6 ve 20 Şubat Depremlerinin üzerinden 2 yıl geçti. 11 ilimizde meydana gelen büyük yıkımın etkileri hâlâ sürüyor. Bu etkilerin bir odağını da konut hakkına erişim oluşturuyor. Hem depremlerin afete dönüşmesini engelleyen bir etken hem de afet sonrası iyileşmenin zemini olarak yaşamaya elverişli konut hakkının üzerinde önemle durulması gerekiyor.

6 Şubat’tan bu yana konut hakkına erişim bağlamında neler yaşandı?

  • Yer seçim kriterlerine uygun biçimde oluşturulmayan ve nitelikli yaşam alanı sunmayan konteyner kentler

Yakınına moloz döküm sahası kurulması gibi uygulamalar ve oluşan seller sebebiyle halk sağlığı sorunları oluşturdu.

Sakinlerine başını sokacak bir çatı sunmanın ötesine geçemedi, ihtiyaçları karşılayamadı. 

Hak sahipliğinin mülkiyet odağında dağıtılması dezavantajlı grupları güvencesizleştirdi, hak sahipliği kazananlar ise muğlak süreçlerle yerinden edilme baskısı altında kaldı.

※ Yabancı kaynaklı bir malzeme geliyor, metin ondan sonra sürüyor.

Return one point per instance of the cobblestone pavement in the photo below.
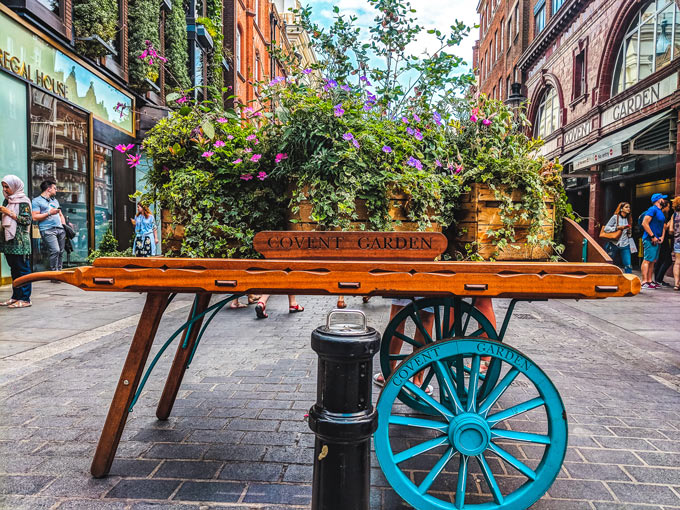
(237, 437)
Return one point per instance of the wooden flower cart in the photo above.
(464, 357)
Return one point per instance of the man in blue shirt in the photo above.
(47, 213)
(653, 225)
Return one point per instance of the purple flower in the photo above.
(134, 160)
(414, 163)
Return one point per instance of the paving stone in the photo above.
(639, 493)
(278, 493)
(251, 471)
(188, 469)
(223, 492)
(144, 489)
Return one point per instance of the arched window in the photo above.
(548, 114)
(651, 42)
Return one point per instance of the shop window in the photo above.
(547, 114)
(48, 146)
(650, 43)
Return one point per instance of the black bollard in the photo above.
(343, 417)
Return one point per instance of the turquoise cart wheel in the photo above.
(519, 430)
(452, 317)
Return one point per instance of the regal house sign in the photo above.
(31, 58)
(642, 99)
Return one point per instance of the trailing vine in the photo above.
(95, 17)
(143, 16)
(177, 47)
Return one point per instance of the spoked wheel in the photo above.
(452, 317)
(426, 458)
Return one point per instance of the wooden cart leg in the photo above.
(127, 384)
(179, 365)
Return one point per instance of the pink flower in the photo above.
(124, 148)
(133, 160)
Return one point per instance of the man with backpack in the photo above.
(653, 221)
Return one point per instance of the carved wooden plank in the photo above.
(350, 245)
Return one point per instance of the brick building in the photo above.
(504, 36)
(601, 77)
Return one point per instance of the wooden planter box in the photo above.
(480, 213)
(398, 212)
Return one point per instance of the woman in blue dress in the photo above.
(146, 233)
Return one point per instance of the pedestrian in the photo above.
(47, 213)
(620, 223)
(653, 225)
(15, 240)
(665, 261)
(145, 230)
(261, 306)
(674, 229)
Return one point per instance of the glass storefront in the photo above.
(103, 192)
(60, 152)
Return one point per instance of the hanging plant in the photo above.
(97, 21)
(177, 47)
(143, 16)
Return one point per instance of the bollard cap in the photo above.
(353, 323)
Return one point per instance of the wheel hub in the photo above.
(469, 434)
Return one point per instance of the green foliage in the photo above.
(143, 16)
(108, 247)
(177, 47)
(492, 148)
(95, 17)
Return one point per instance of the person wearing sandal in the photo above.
(674, 230)
(261, 307)
(15, 241)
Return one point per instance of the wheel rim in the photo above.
(459, 324)
(476, 432)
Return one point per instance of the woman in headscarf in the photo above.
(15, 241)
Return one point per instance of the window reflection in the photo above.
(59, 152)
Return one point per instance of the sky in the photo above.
(439, 14)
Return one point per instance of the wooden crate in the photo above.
(480, 212)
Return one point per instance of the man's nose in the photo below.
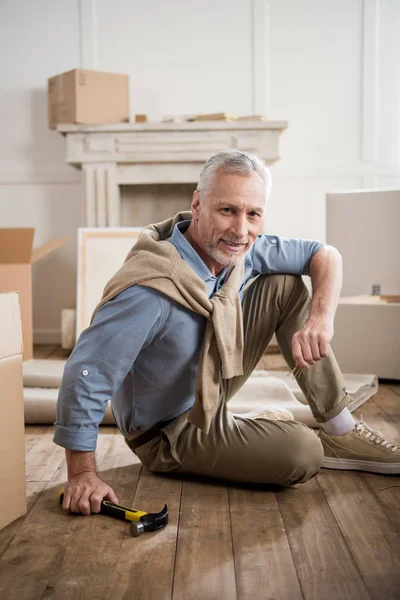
(240, 226)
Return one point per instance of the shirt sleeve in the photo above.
(100, 361)
(272, 254)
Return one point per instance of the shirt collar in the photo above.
(189, 254)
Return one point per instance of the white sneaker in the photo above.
(362, 449)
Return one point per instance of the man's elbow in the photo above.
(328, 252)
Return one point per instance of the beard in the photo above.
(226, 257)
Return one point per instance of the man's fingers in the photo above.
(298, 355)
(111, 496)
(324, 348)
(66, 501)
(95, 501)
(315, 351)
(84, 504)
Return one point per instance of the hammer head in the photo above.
(150, 522)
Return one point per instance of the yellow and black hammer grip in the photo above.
(140, 521)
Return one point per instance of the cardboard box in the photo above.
(88, 97)
(16, 259)
(367, 336)
(12, 437)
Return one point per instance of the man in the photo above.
(181, 327)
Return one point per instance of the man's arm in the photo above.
(96, 368)
(311, 343)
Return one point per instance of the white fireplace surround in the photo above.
(154, 153)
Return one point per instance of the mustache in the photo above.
(235, 241)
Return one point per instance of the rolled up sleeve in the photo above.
(99, 363)
(273, 254)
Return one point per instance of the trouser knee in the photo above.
(306, 456)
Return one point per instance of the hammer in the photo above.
(140, 521)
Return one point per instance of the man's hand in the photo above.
(311, 343)
(84, 493)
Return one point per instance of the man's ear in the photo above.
(196, 204)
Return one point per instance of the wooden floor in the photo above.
(337, 536)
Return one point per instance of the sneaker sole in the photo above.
(347, 464)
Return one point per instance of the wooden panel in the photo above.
(145, 567)
(263, 561)
(373, 542)
(323, 562)
(204, 562)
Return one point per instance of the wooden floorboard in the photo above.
(337, 536)
(145, 567)
(204, 561)
(92, 549)
(324, 564)
(263, 560)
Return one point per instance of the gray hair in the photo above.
(234, 161)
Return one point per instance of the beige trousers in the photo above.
(257, 450)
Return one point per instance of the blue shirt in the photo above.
(142, 348)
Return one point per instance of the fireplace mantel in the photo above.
(155, 153)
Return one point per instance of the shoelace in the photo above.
(373, 435)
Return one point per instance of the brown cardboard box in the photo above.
(16, 259)
(12, 442)
(88, 97)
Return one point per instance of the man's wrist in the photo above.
(79, 462)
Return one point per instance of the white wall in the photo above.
(330, 67)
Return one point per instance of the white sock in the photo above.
(341, 424)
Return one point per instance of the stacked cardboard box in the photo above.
(16, 259)
(12, 442)
(88, 97)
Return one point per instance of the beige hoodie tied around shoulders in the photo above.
(154, 262)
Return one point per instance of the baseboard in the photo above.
(47, 336)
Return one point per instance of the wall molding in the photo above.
(310, 170)
(88, 34)
(370, 82)
(39, 176)
(260, 57)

  • Deprem bölgelerinden diğer illere yaşanan göçlerle kiralık konut krizi yaşandı. Ödenebilir konutlara erişmekte güçlük yaşayan depremzedeler toplumsal dışlanmayla ve ekonomik zorluklarla baş başa kaldı.
  • Deprem bölgesindeki şehirlerin yeniden yapılanma süreçlerinde şeffaflık ve katılım hedeflenmedi. Konutlarıyla birlikte konut çevresindeki yaşamı da yitiren topluluklar için kent çeperlerine itilmiş toplu konutların yeterli bir çözüm olacağı varsayıldı.
  • Antakya gibi tarihi kent merkezlerinin kentsel dönüşüm alanı ilan edilmesi afetin travmasını atlatamamış yerel halk üzerinde baskı oluşturdu. Kentsel dönüşüm süreçlerinin şeffaf ve katılımcı biçimde yürütülmemesi, bu toplulukların ikinci bir kayıp ve travma yaşamalarına yol açarak sağlık ve iyilik hâllerini zedeledi. 

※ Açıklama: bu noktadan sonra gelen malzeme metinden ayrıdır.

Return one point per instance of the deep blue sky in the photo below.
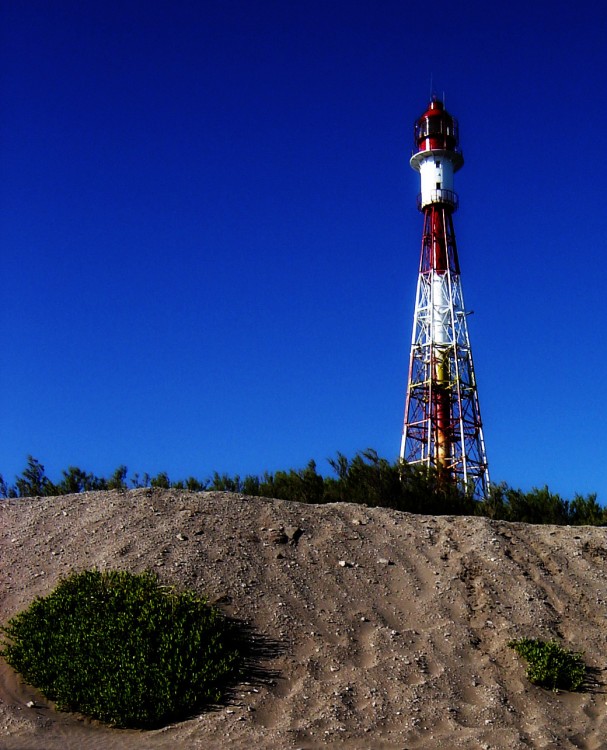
(210, 241)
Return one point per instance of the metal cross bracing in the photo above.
(443, 426)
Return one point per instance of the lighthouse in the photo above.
(442, 426)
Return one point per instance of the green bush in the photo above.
(124, 649)
(550, 665)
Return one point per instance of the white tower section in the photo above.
(442, 427)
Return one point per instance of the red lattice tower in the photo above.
(443, 427)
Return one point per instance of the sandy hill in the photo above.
(379, 629)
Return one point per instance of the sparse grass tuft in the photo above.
(550, 665)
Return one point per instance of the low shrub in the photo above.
(550, 665)
(124, 649)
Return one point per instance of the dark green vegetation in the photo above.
(123, 649)
(366, 479)
(550, 665)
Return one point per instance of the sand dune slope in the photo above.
(377, 629)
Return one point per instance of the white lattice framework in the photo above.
(443, 427)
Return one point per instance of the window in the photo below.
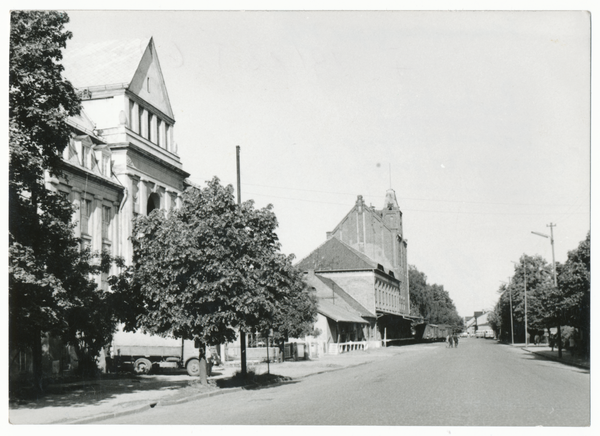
(131, 104)
(106, 218)
(149, 136)
(104, 275)
(86, 214)
(159, 135)
(140, 118)
(85, 156)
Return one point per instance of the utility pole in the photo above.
(555, 279)
(242, 334)
(512, 333)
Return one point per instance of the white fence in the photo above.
(345, 347)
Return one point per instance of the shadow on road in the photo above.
(537, 357)
(80, 393)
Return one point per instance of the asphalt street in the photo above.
(480, 383)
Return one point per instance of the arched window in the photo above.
(153, 203)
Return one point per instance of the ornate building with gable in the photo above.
(122, 158)
(366, 257)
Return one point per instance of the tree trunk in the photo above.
(202, 363)
(559, 340)
(36, 352)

Neler yapılması gerekiyor?

BM’nin çerçevesini çizdiği “yaşamaya elverişli konut hakkı” Türkiye’de temel insan hakkı olarak tanımlanmalı ve bu hakkın gerçekleştirilmesi için iç hukuk düzenlenmelidir.

Konut alanlarının planlanması, merkeziyetçi bir anlayışla değil yerel halkın dahil olabileceği ve bilgi alabileceği şeffaf ve katılımcı mekanizmalarla gerçekleştirilmelidir.

Sosyal konut yaklaşımı, sadece mülkiyet edindirmeyi değil ortak mülkiyet veya kiralama gibi konutun kullanım hakkını odağa alan, farklı toplumsal grupları da kapsayacak sürdürülebilir ve yenilikçi modelleri sunmayı hedeflemelidir. 

Konut alanlarının planlanmasında kent-kır yaşam dengesi gözetilmeli, ekolojik ve dirençli bir yaklaşım benimsenmelidir. Bu doğrultuda oluşturulacak standartların kamusal denetimi düzenli ve şeffaf olmalıdır.

Afetler sonrasında inşa edilen konteyner kentler, geçici süreli yaşam alanları olsa bile, yaşamaya elverişli konut hakkı standartlarını karşılamalıdır.

Afete dirençli kentlerin aracı olarak görülen kentsel dönüşüm süreçleri yık-yap pratiğiyle değil iyilik hâlini gözeten, adil ve kapsayıcı bir yaklaşımla yürütülmelidir.